Good Barcelona food and drink can be found all over the city, though you'll probably do most of your going to restaurants and bars where you do most of your sightseeing in the old town, particularly around La Rambla and in the Barri Gòtic.
Many of the tourist traps tend to be insultingly overpriced and poor quality, so I will creating area guides with recommended bars and restaurants.
Don't be afraid to venture into El Raval, which houses some excellent restaurants, some surprisingly expensive, others little more than hole-in-the-wall cafés.
In the Eixample prices tend to be higher but you'll find plenty of lunchtime bargains.
Further out, Gràcia is a nice place to spend an evening with plenty of mid-range restaurants.
For the food Barcelona is really proud of - elaborate sarsuelas (fish stews) and all kind of fish and seafood, you're best off in the Barceloneta neighbourhood, down by the harbour.
If you can find a place serving a Menu del Día - a set meal involving three or four courses normally including wine and coffee - it's nearly always excellent value for Barcelona food and drink.
There's one available at most restaurants and cafés, and also in many bars.
A Menu del Día is normally a lunchtime affair, and many of the cheaper places only open for lunch.
Otherwise you can put a meal together by eating tapas - tapes in Catalan, often referred to as racións - in bars and restaurants, and these small dishes are available right throughout the day and night.
There's not likely to be a written menu, so point to what you want and consult the food lists for full details of what's available.
Even travellers on an extremely limited budget can find excellent Barcelona food and drink, either by using the excellent markets, bakeries and delis and filling up on sandwiches and snacks, or by taking advantage of the rock-bottom menus del día and tapas in some bars and cafés.
For breakfast, you can get coffee and bread or croissants almost anywhere, but a few café-bars and specialist places - granjas and orxateries especially - are worth looking out for.
As well as snacks and sandwiches, you'll tempted by ensaimadas, pizza slices and cakes at any forn (bread shop, literally oven) or pastisería - which incidentally are one of the few shops to open on Sunday.

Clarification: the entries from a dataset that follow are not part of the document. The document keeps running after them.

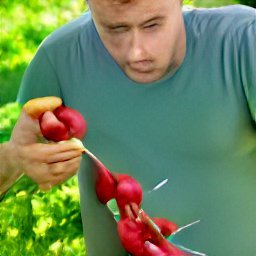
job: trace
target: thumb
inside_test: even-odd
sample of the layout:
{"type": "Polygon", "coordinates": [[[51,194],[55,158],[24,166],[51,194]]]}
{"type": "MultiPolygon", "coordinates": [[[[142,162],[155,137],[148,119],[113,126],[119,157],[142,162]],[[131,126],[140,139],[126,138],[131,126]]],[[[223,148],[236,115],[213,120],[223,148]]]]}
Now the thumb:
{"type": "Polygon", "coordinates": [[[36,143],[40,136],[39,121],[31,118],[25,111],[21,111],[12,131],[11,141],[17,145],[27,145],[36,143]]]}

International-style takeaway food is ubiquitous, with burger, chicken and pizza chains well-represented on all over the city.

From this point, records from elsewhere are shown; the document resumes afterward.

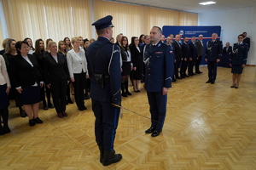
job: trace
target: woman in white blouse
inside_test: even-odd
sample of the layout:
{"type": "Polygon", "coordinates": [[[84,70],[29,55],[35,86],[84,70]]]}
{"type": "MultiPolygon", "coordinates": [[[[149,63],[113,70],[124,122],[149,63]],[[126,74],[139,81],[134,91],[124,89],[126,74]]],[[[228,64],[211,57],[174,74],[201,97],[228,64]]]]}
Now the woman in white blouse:
{"type": "Polygon", "coordinates": [[[0,55],[0,116],[2,116],[3,122],[3,128],[2,127],[2,123],[0,123],[0,135],[10,133],[8,126],[8,106],[9,105],[8,94],[9,89],[10,82],[5,61],[3,57],[0,55]]]}
{"type": "Polygon", "coordinates": [[[84,88],[85,79],[89,77],[87,61],[84,50],[80,50],[79,37],[73,37],[71,42],[73,48],[67,52],[67,61],[70,79],[73,82],[74,95],[79,110],[87,110],[84,101],[84,88]]]}

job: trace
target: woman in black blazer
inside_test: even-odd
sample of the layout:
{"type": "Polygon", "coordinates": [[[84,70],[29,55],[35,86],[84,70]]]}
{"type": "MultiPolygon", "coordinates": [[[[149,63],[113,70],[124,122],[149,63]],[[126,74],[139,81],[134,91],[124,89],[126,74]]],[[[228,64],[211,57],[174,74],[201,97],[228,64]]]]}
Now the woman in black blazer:
{"type": "MultiPolygon", "coordinates": [[[[41,71],[43,71],[43,59],[44,55],[45,54],[44,51],[44,43],[42,39],[37,39],[35,42],[35,47],[36,47],[36,51],[33,53],[33,55],[37,57],[37,60],[38,61],[38,64],[40,65],[41,71]]],[[[40,89],[40,100],[43,101],[43,108],[44,110],[48,110],[48,108],[54,108],[53,105],[50,102],[50,89],[43,86],[40,89]],[[44,93],[45,89],[45,93],[44,93]],[[47,104],[46,104],[46,99],[45,99],[45,94],[46,94],[46,98],[47,98],[47,104]]]]}
{"type": "Polygon", "coordinates": [[[127,97],[128,95],[131,95],[131,94],[128,90],[128,80],[130,76],[131,71],[132,71],[132,62],[131,52],[128,47],[128,38],[126,37],[122,37],[121,39],[121,46],[120,46],[120,53],[122,57],[122,80],[121,80],[121,89],[122,89],[122,96],[127,97]]]}
{"type": "Polygon", "coordinates": [[[41,69],[36,57],[28,54],[26,42],[17,42],[15,48],[18,54],[10,59],[10,78],[32,127],[36,122],[43,123],[38,117],[40,87],[44,85],[41,69]]]}
{"type": "MultiPolygon", "coordinates": [[[[66,50],[66,43],[63,41],[60,41],[58,42],[58,54],[63,54],[65,56],[65,59],[67,60],[67,51],[66,50]]],[[[67,84],[67,105],[70,104],[73,104],[73,102],[72,101],[71,98],[70,98],[70,81],[67,84]]]]}
{"type": "Polygon", "coordinates": [[[139,40],[137,37],[131,37],[131,43],[129,46],[133,70],[131,71],[131,77],[133,82],[133,88],[135,92],[140,92],[139,84],[142,80],[143,71],[143,48],[139,45],[139,40]]]}
{"type": "Polygon", "coordinates": [[[67,88],[69,82],[67,59],[57,53],[57,44],[48,44],[49,53],[44,57],[44,77],[47,88],[50,88],[54,105],[58,117],[67,116],[66,113],[67,88]]]}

There's a fast-growing number of falafel and kebab outlets, too!
For a more substantial snack, you can't beat Barcelona's tapas bars.
Most have their own specialities, so look at what the locals are eating before diving in.
Of course, you don't have to treat tapas as snacks at all, and jumping from bar to bar with a bite to eat in each, is as good a way to fill up on the best Barcelona food and drink as any.
Done this way, your evening needn't cost you more than a meal in a medium-priced restaurant - for enormous amounts of Barcelona food and drink.
The most common restaurants are those serving Catalan food, though more mainstream Spanish dishes are generally available, too.
There are several speciality regional Spanish restaurants as well, particularly Galician ones, which are nearly always worth investigating.
The fancier restaurants tend towards a refined Catalan-French style of cooking that's as elegant as it's expensive.
If you've been in Catalonia - or other parts of Spain - for any length of time, you'll be pleased to find a good choice of international cuisine in Barcelona.
Pizzas, Chinese and Indian/Pakistani food provide the main choices, though the cuisines of Mexico, North Africa, the Middle East and Japan are represented, too.
Watch out for the odd Spanish colonial restaurant - Cuban or South American - if you're in the market for something different.
Restaurants in Barcelona generally open open approximately from 1-4pm and 8-11pm.
A lot of restaurants close on Sundays, public holidays and throughout August, so check before you go.
At trendier and more upmarket restaurants, it's recommended that you reserve a table in advance - either ring or call in earlier in the day.
Otherwise, the most serious problem you're likely to encounter is that at the budget end of the scale there may be no written menus, the waiter merely reeling off the day's dishes at bewildering speed.
If you want to buy fresh food, or make up your own snacks and meals, use the city's markets.
There's less choice in the supermarkets, but they're good for tins, frozen food and packets.
Also keep an eye out for delicatessens and small shops that specialise in tinned fish and meat, cheeses and cooked and cured meats.